From: Eero T. <ee...@us...> - 2006-04-22 10:54:58
|
Hi, On Friday 21 April 2006 21:46, Martin Hawlisch wrote: > now that the date handlers pass all tests and we are close to a new > release I would suggest to leave that as is for now (it is working) > before starting to create complicated regex. Well, those new regex is not > complicated for developers but maybe too complicates for new translators. > Simply translating a list is much more easy. There are still bugs in the date parsing that I mentioned in the earlier mail, because it seems that with regex group alternatives, the longest alternative is not automatically matched, just the first matching one.

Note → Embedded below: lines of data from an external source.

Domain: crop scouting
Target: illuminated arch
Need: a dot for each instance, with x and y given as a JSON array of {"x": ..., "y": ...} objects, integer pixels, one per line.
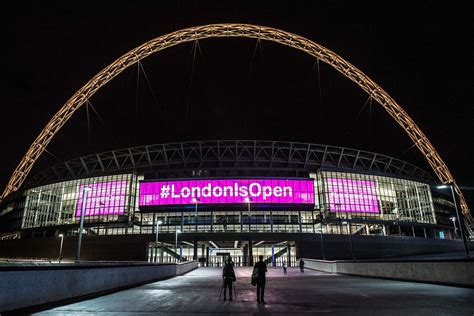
[{"x": 232, "y": 30}]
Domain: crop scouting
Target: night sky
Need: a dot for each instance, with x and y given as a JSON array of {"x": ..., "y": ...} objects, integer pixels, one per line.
[{"x": 421, "y": 54}]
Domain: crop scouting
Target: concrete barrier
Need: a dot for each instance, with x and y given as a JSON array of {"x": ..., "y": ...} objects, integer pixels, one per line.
[
  {"x": 28, "y": 286},
  {"x": 449, "y": 272}
]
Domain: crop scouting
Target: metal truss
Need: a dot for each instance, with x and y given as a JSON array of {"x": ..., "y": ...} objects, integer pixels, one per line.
[
  {"x": 231, "y": 154},
  {"x": 233, "y": 30}
]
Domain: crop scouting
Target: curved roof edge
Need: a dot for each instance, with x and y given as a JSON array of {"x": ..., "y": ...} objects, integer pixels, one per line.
[{"x": 230, "y": 154}]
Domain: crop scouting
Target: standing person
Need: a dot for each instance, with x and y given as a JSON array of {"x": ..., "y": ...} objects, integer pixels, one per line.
[
  {"x": 228, "y": 276},
  {"x": 301, "y": 265},
  {"x": 261, "y": 268}
]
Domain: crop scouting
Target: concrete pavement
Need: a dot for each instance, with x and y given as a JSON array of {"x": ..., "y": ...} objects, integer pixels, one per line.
[{"x": 312, "y": 292}]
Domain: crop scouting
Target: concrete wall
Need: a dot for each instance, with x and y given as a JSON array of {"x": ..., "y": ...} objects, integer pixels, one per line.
[
  {"x": 133, "y": 247},
  {"x": 337, "y": 247},
  {"x": 450, "y": 272},
  {"x": 22, "y": 287}
]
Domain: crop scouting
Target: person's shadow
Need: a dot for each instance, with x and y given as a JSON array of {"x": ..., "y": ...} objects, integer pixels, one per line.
[{"x": 262, "y": 310}]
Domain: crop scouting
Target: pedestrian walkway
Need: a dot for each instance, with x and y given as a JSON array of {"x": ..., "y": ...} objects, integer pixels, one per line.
[{"x": 296, "y": 293}]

The automatic tester doesn't cover these because they are specific to strings used by the locale specific parsers. 1. Attached patch should fix following issues in the localized date parser: - In RU parser the _range1 alternatives were in an order which matches shorter form first - In ES parser the _range1 alternatives where in an order which matches the shorter ('ent' instead of 'ent.') first - In FR parser the range alternatives where in an order which matches the shorter ('ent' instead of 'ent.') first 2. In the DateParser.py it fixes similar issue with (e.g. with Islamic calendar) by improving the code in the following way: - Adding a utility method that sorts the keys for the regex so that longest key is first and quotes the '.' characters. The method returns a string containing the keys as a RE group - Changing init_strings() method to use the new utility method. (current code does this operation only for some arrays which can be overriden by the locale specific parsers and in about different way for each one...) - Removing the quoting from BCE strings as its now done by the utility method The patch modifieds the DE, FI & RU date parsers accordingly by removing quotes from their string lists (as they are now quoted automatically). Note that for 1), the RU & ES parsers could be fixed also by calling the new (self.re_longest_first) method instead of join() for the string arrays. 3. Additionally the patch contains following DataParser.py modifications: - Does not add the temporary strings to self in strings_init() (makes code slightly more readable and insignificantly faster & less memory using) - Moves the gregorian validity check from parse_calendar() to _parse_greg_julian() method as it doesn't seem to be used anywhere. This "improvement" could be dropped in case the other calendars will later get their own validation functions - Eero |